Emília regressa ao quarto e olha-se ao espelho. Inspeciona demoradamente o rosto manchado e enrugado, os olhos aquosos, a boca que perdeu o prumo, os ombros melancólicos, as costas vergadas pelo peso irremovível da dor. Tudo nela é forma desfeita. De repente, lembra-se de que precisa de ir comprar pão. Veste o mesmo vestido que usou nos dias anteriores e sai para a rua. Na paragem do autocarro, põe-se na fila, desaparecida dentro de si mesma. Quando o autocarro chega, chiando e vomitando fumo, precipita-se para ele como as outras pessoas, mas a coincidência de corpos, o zumbido de vozes fá-la sucumbir à mais profunda tristeza. Um gosto salgado a lágrimas reprimidas invade-lhe a boca.
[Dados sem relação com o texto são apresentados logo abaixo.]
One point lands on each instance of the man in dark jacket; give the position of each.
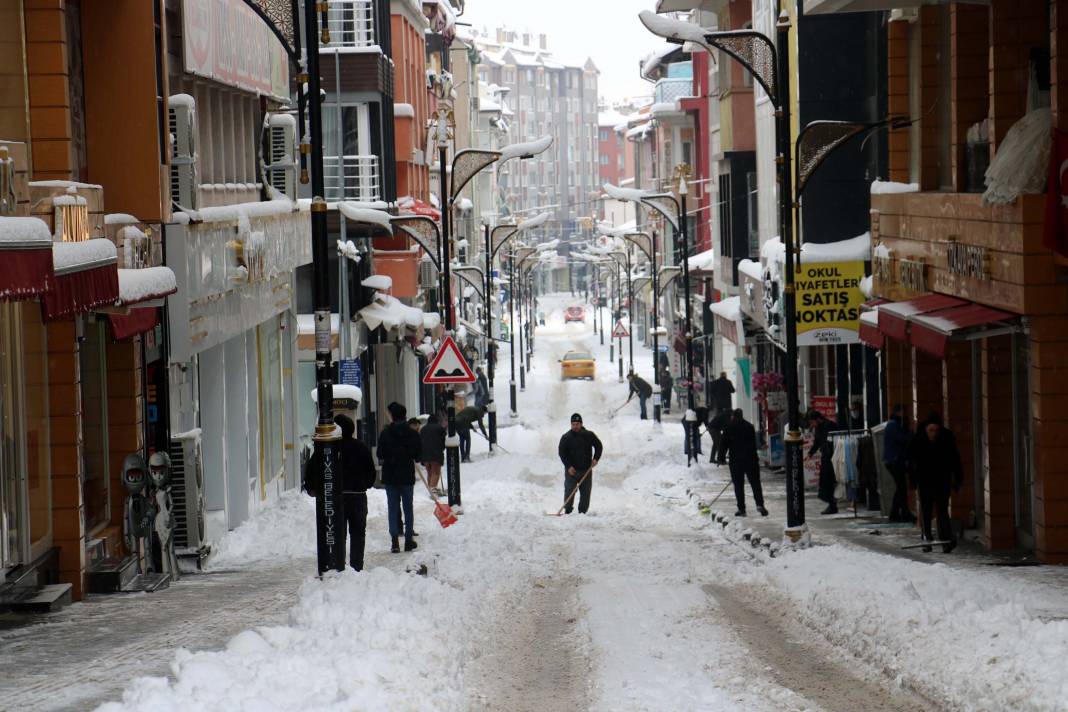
(579, 451)
(821, 443)
(739, 441)
(936, 470)
(358, 475)
(399, 447)
(433, 438)
(640, 388)
(722, 389)
(895, 456)
(465, 421)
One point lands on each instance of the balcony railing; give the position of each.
(672, 90)
(351, 24)
(351, 178)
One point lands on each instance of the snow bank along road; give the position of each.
(641, 604)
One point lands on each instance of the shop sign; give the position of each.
(829, 301)
(913, 274)
(967, 259)
(225, 41)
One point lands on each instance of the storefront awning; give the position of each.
(931, 332)
(894, 316)
(26, 257)
(85, 278)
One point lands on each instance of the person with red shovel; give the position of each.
(579, 451)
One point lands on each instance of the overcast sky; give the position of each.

Pela janela, olha ressentidamente para as pessoas que caminham na rua, apressadas. Todas parecem ter alguém à sua espera, alguém que lhes aponta uma direção, que lhes corrobora a existência. Só ela não sabe o que fazer com todas as horas mortas do dia. Já não tem ninguém para esperar, ou alguém que a espere. Ainda assim, pergunta-se, o que será pior? Não ter encontrado ninguém por quem esperar? Ou ter sido privado da pessoa por quem se esperava? 

No supermercado, Emília avança devagar, os olhos postos num horizonte sem imagens, concentrada no traçado retilíneo que a levará à secção do pão. Uma voz amável, tão anacrónica, que quase duvida que tenha ouvido bem, interpela-a. A dona da voz estende-lhe um saco dobrado que, sem se aperceber, deixara cair. Emília murmura um agradecimento e, quando se prepara para continuar, umas maçãs de coloração avermelhada sobre um fundo verde prendem a sua atenção. Lembra-se de que eram as preferidas dele. Embora já não consiga distinguir com a mesma clareza os aromas que a rodeiam, pega numa maçã e cheira-a. É então que sente uma harmonia súbita, um inexplicável frémito de felicidade. A memória é um puzzle sem esquadria. Nunca está acabada. Há sempre uma meia-palavra, uma frase eloquente, um certo beijo, um reparo, uma nota olfativa que, presos ao fio da memória, indiferentes a olhos angustiados, frescos como se fosse a primeira vez, liquefazem tudo à volta. A impressão possui a brevidade de uma semicolcheia, mas ainda assim, de tão depurada e preciosa, fá-la sentir-se como um animal que respira pela primeira vez. Perdeu o presente, mas há um passado que permanece acessível, como uma boia que a salva da submersão na dor, do círculo que se estreita como um funil. A reconciliação é uma arte exigente. É difícil aceitar que há tantos azuis para o mesmo mar. Mas a vida que não perdeu, que vive ainda dentro dela e que perfaz mais de metade da sua idade, aquela que encerra o melhor que ela e ele haviam sido, pede para ser justificada. Esta reflexão dá-lhe a lucidez das coisas práticas e fá-la olhar para o relógio de pulso. Pela primeira vez em meses, Emília apercebe-se que os ponteiros do relógio se encontraram para o almoço.